In the posts I’ve written to date, I’ve learned some interesting things about my corpus of 40,000 news articles. I’ve seen how the articles are distributed over time and space. I’ve seen the locations they talk about, and how this shifts over time. And I’ve created a thematic index to see what it’s all about. But I’ve barely said anything about the articles themselves. I’ve written nothing, for example, about how they vary in their format, style, and purpose.
To some extent, such concerns are of secondary importance to me, since they are not very accessible to the methods I am employing, and (not coincidentally) are not central to the questions I will be investigating, which relate more to the thematic and conceptual aspects of the text.

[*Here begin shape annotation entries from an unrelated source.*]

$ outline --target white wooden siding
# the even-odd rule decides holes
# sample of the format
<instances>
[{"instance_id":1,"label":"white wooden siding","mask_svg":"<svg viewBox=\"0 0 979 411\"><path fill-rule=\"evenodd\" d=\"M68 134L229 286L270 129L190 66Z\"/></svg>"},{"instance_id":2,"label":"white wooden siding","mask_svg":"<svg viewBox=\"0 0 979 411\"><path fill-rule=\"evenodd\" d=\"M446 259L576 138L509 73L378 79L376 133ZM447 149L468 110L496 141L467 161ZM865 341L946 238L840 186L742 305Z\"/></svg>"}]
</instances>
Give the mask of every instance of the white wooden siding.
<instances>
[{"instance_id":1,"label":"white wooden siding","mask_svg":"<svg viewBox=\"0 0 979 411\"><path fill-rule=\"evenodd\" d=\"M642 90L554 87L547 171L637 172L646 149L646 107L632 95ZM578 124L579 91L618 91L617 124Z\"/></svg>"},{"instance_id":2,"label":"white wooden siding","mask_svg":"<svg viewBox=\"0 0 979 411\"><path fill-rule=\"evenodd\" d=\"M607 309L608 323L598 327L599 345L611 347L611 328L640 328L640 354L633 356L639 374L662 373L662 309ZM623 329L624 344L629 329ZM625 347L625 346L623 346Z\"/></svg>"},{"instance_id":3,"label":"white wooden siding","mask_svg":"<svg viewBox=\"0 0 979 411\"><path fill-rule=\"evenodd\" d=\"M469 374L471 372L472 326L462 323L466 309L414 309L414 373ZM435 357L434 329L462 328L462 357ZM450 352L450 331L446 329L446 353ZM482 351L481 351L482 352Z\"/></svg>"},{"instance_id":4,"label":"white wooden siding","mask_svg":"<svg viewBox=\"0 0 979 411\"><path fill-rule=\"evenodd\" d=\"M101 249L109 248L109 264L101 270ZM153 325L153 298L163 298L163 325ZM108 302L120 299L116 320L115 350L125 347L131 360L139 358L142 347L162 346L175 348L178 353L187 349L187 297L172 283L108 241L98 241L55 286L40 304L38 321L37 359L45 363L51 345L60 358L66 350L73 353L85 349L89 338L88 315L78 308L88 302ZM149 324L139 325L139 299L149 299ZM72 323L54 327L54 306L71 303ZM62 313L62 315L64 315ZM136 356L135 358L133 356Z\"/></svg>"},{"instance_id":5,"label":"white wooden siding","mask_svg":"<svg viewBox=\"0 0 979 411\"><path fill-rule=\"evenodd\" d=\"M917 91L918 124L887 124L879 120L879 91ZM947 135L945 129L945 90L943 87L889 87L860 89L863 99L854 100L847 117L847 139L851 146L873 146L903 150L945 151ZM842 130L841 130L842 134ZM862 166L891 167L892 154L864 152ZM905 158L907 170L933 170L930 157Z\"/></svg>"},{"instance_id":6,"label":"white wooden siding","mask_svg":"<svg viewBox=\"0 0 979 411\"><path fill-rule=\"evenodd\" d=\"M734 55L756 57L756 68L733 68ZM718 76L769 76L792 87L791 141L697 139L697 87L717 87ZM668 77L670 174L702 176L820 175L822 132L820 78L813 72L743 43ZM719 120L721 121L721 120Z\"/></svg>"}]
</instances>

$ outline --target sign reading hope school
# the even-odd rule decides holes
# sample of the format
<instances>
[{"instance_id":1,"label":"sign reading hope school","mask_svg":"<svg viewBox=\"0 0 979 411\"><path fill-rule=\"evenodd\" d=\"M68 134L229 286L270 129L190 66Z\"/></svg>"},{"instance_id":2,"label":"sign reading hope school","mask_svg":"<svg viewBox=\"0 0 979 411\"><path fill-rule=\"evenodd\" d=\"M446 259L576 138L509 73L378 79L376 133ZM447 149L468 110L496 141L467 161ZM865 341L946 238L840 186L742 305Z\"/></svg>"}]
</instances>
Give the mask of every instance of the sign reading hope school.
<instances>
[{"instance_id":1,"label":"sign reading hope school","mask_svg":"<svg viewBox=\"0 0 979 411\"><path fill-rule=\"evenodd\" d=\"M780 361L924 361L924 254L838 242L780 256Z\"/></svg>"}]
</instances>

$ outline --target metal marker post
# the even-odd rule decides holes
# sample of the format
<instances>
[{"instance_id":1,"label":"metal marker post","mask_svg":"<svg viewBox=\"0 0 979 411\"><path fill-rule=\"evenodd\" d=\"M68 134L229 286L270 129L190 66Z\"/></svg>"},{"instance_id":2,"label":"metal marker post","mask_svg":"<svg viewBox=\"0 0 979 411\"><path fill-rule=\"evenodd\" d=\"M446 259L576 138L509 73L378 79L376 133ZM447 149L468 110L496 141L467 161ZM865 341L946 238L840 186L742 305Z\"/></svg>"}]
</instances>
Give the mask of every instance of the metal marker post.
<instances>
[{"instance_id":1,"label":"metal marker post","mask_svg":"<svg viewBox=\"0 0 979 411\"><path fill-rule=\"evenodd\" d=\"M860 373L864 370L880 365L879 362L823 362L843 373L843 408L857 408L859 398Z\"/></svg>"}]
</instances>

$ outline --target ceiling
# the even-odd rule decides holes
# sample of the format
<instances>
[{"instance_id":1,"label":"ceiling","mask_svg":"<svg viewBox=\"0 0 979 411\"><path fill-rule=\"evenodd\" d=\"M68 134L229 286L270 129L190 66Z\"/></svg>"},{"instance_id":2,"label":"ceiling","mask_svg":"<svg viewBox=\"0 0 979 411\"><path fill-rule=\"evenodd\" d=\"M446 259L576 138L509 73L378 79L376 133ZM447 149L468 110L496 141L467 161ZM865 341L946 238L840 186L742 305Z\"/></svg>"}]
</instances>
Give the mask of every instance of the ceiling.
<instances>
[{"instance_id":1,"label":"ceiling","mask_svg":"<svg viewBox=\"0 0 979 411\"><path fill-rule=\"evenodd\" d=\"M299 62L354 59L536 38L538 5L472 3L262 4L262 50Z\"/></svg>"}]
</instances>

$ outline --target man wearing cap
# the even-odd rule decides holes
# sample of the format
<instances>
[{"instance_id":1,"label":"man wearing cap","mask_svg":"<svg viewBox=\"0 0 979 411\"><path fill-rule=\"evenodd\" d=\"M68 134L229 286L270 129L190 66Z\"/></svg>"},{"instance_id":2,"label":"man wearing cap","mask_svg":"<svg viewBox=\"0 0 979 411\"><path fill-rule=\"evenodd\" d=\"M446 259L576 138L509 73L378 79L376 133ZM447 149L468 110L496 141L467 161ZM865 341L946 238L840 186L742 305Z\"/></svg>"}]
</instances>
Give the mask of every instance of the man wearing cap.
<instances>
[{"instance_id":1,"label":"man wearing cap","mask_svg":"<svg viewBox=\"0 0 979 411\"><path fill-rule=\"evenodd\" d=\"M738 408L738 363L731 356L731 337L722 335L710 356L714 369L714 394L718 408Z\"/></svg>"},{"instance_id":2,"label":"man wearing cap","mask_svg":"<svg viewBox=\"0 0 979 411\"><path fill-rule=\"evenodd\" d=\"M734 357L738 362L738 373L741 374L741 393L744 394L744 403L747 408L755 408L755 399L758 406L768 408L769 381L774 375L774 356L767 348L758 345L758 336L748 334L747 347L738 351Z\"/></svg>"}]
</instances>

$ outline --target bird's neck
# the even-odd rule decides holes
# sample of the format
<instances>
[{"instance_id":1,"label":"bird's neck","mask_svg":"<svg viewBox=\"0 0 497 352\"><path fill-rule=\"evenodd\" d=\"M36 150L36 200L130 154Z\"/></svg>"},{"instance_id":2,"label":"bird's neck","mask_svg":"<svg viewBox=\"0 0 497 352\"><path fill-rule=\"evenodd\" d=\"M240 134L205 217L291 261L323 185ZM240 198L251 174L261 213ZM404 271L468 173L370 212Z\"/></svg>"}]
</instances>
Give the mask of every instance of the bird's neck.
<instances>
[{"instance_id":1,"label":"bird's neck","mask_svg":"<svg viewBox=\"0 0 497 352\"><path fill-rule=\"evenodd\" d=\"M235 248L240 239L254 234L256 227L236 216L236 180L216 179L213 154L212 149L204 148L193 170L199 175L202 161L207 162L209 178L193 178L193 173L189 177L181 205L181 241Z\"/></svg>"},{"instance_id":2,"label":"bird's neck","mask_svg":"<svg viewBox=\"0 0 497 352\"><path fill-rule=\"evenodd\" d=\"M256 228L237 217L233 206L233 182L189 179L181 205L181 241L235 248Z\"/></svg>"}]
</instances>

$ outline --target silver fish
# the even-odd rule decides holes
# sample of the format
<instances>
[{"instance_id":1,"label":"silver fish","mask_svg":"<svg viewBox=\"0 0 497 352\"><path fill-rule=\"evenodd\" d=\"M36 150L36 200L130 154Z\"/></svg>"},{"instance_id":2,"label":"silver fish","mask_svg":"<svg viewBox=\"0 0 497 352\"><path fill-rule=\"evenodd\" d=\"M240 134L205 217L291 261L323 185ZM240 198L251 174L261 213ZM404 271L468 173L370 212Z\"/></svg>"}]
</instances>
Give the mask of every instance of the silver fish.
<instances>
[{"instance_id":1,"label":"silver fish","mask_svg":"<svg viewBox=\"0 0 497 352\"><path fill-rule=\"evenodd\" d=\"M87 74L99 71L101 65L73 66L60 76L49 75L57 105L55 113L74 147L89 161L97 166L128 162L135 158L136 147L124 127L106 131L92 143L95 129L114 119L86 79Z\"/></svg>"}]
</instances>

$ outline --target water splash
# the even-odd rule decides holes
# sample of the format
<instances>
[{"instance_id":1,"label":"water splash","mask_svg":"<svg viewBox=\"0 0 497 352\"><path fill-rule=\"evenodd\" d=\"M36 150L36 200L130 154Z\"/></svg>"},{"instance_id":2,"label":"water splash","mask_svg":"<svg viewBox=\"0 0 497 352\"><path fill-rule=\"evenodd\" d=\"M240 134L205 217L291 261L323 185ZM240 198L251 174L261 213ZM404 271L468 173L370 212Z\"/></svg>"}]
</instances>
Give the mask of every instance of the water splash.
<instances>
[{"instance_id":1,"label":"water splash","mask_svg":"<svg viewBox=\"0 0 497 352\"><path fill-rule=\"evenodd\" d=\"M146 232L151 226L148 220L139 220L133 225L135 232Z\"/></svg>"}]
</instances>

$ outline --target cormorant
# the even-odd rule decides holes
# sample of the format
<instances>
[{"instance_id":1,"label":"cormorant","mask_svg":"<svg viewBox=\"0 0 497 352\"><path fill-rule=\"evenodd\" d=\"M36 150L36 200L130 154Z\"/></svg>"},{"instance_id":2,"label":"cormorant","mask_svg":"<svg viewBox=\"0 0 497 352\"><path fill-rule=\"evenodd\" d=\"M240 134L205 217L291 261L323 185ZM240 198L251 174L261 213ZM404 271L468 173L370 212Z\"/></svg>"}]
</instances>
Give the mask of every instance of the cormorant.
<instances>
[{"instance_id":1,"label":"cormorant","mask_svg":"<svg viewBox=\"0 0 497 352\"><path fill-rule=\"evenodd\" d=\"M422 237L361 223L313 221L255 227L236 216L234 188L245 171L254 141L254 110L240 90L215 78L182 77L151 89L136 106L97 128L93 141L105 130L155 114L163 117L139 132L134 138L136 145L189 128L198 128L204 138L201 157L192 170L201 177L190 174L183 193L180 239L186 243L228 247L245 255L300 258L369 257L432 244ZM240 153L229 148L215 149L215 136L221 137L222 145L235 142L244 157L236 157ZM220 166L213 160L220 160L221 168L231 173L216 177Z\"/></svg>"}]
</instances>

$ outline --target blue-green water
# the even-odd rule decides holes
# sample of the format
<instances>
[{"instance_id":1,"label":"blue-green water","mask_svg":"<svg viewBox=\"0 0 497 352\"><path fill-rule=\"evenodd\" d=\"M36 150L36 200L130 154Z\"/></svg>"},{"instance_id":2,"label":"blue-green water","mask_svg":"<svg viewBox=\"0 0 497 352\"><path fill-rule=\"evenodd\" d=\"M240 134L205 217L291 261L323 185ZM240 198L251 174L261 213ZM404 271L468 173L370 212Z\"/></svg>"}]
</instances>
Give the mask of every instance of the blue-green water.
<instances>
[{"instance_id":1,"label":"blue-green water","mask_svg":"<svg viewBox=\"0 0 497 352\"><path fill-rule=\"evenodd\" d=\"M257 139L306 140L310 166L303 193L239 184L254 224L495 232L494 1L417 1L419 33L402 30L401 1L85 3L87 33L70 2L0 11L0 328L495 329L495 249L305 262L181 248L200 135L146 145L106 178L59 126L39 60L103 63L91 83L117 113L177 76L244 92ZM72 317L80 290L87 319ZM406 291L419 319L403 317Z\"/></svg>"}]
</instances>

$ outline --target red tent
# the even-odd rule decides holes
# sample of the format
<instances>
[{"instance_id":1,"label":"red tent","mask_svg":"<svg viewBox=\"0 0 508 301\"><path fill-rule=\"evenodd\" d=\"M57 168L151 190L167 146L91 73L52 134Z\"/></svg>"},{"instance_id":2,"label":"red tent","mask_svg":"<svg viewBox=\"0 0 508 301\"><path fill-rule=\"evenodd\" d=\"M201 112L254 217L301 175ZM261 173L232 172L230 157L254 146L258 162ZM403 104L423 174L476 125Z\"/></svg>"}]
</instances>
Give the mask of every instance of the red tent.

But even if these things are not the objects of my analysis, they are still important because they define what my corpus actually is. To ignore these things would be like surveying a large sample of people without recording what population or cohort those people represent. As with a survey, the conclusions I draw from my textual analysis will have no real-world validity unless I know what kinds of things in the real world my data represent.
In this post, I’m going to start paying attention to such things. But I’m not about to provide a comprehensive survey of the types of articles in my corpus. Instead I will focus on just one categorical distinction — that between in-house content generated by journalists and staff writers, and contributed or curated content in the form of readers’ letters and comments. Months ago, when I first started looking at the articles in my corpus, I realised that many of the articles are not news stories at all, but are collections of letters, text messages or Facebook posts submitted by readers. I wondered if perhaps this reader-submitted content should be kept separate from the in-house content, since it represents a different ‘voice’ to that of the newspapers themselves. Or then again, maybe reader’s views can be considered just as much a part of a newspaper’s voice as the rest of the content, since ultimately it is all vetted and curated by the newspaper’s editors.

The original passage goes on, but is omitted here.